From Reviews (ADR) by Arthur D. Rypinski:
A historical novel set in La Vendée (in the environs of Nantes) in 1832.
In 1830, the last Bourbon King, Charles X, was forced to abdicate in
favour of Dumas' employer, Louis Philippe (1773-1850), who styled
himself "King of the French" and endeavoured to rule as a constitutional
monarch.
In 1832, the widowed mother of the young Bourbon pretender, Henri V,
Marie-Caroline de Bourbon-Sicilie (1798-1870), the Countess de Berry,
made a clandestine return from exile and attempted to lead an uprising
against Louis-Philippe in favor of her son. Her supporters generally
refused to take up arms, except in La Vendée, the center of Royalist
opposition to the French Revolution, and the scene of savage partisan
warfare in the 1790's. There, an abortive upraising was suppressed by
Government forces, and tailed off into banditry.
From this episode, Dumas fashioned an immense and very interesting
novel. The eponymous "Louves de Machecoul" are the beautiful twin
daughters of the Marquis de Souday, a royalist partisan fighter who
fled into exile when Napoleon suppressed the resistance, and returned to
reclaim his ancestral lands in 1815. The family are all ardent
Legitimists--supporters of the Countess de Berry.
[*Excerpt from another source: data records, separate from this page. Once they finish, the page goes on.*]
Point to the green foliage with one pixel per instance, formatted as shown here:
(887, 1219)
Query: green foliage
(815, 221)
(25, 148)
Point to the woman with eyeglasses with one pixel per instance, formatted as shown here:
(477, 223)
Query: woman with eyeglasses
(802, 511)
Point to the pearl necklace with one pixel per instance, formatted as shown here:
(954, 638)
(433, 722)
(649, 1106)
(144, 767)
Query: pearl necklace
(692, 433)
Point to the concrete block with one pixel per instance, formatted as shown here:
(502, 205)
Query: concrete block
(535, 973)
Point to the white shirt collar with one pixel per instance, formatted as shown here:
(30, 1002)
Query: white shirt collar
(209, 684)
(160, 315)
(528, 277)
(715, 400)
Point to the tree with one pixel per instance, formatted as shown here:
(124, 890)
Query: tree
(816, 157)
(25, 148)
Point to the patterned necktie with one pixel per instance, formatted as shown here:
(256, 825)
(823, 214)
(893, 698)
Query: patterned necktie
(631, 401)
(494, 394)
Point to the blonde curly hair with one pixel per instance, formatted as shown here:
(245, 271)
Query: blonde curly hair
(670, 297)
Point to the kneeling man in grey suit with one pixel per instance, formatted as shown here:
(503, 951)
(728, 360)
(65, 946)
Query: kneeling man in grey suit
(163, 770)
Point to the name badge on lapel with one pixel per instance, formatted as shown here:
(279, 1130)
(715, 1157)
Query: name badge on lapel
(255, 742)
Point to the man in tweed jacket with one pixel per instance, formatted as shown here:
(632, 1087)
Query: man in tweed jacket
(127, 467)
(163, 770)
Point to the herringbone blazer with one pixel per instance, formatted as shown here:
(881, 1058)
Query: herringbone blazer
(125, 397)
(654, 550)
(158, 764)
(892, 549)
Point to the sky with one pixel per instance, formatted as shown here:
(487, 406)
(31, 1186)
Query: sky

The twins encounter the wimpy Michel, son of a commoner who had become
rich by betraying the Royalist guerillas to Napoleon’s forces, who,
after the war, is killed in a suspicious hunting accident. Michel,
smitten with the twins, promptly offers his services to the Legitimist
cause. Michel fights bravely in the uprising and falls in love with
Mary, while the other twin, Berthe, falls in love with Michel. Through
a misunderstanding, Michel is betrothed to the wrong twin.
As the revolution collapses, the characters find themselves hunted by
the Government forces of the energetic General Dermoncourt, and
continually subject to betrayal and arrest.
Alexandre Dumas was a proponent of a set of antique and aristocratic
virtues: duty, honor, courage, and loyalty. In Louves de Machecoul
these virtues lead to a pointless war. General Dermoncourt, in his
tribute to the Countess de Berry, describes her as "having been born two
centuries too late." The Countess who believes that duty requires her
to struggle to uphold her son's rights, learns that the struggle
requires the death of her most devoted adherents.
This novel, with its flashes of ambivalence, realistic descriptions of
guerilla war, emotional growth of its characters, and insight into the
tensions of post-revolutionary France, suggests that the mature Dumas
had become a wiser and more thoughtful man than course of many of his earlier novels would have suggested.
From A Bibliography of Alexandre Dumas père by Frank Wild Reed: A story of La Vendée at the time of the Duchesse de Berri's effort to raise a revolt in the west. Her adventures and arrest, concerning which Dumas had much knowledge and first-hand information, is very graphically described. This has been stated to be an entirely original interpolation by Dumas into the original rough draft by the "assistant." It will he remembered that the General Dermoncourt who effected the arrest of the princess was a personal friend of Dumas', and had moreover been his father's aide-de-camp. (Compare "La Vendée et Madame" on page 64.) For the fictitious part De Cherville is usually given some credit, and he claimed to have supplied some labour. Period 1793-1843, mainly the latter portion.
It first appeared serially in the "Journal Pour Tous," commencing on the 27th of February, 1858.
Original edition : Paris, Cadot, 10 vols., 8vo., 1859. First illustrated edition : Paris, Dufour, Mulat et Boulanger, 1 vol., 8vo., with 15 engravings, 1860.
It now occupies three volumes in the standard Calmann-Lévy edition, and one in the same firm's "Musée Littéraire."
In Le Vasseur's "Alexandre Dumas Illustré" it forms part of Vol. XVIII.
References :—
Dumas: "Le Dernier Roi des Français."
Dumas: "Deutz." (See ante, page 96.)
Dermoncourt (and Dumas): "La Vendée et Madame." First edition. (See ante, page 64.) Glinel: "Alexandre Dumas et Son Œuvre," pp. 447-48. Parran: "Bibliographie d'Alex. Dumas," page 66.
English Translations :—
"The Last Vendée;" London, Sampson Low, translated by K. P. Wormeley, 2 vols., post 8vo., illustrated, 1894.
"The She Wolves of Machecoul;" London, Dent, 2 vols., cr. 8vo., 1895 (with "The Corsican Brothers"). Reprinted, same firm, 1906 and 1927.
From A Bibliography of Alexandre Dumas père by Frank Wild Reed: (CCLXVIII.) Chapter LV., two five-line stanzas, rhyming alternately.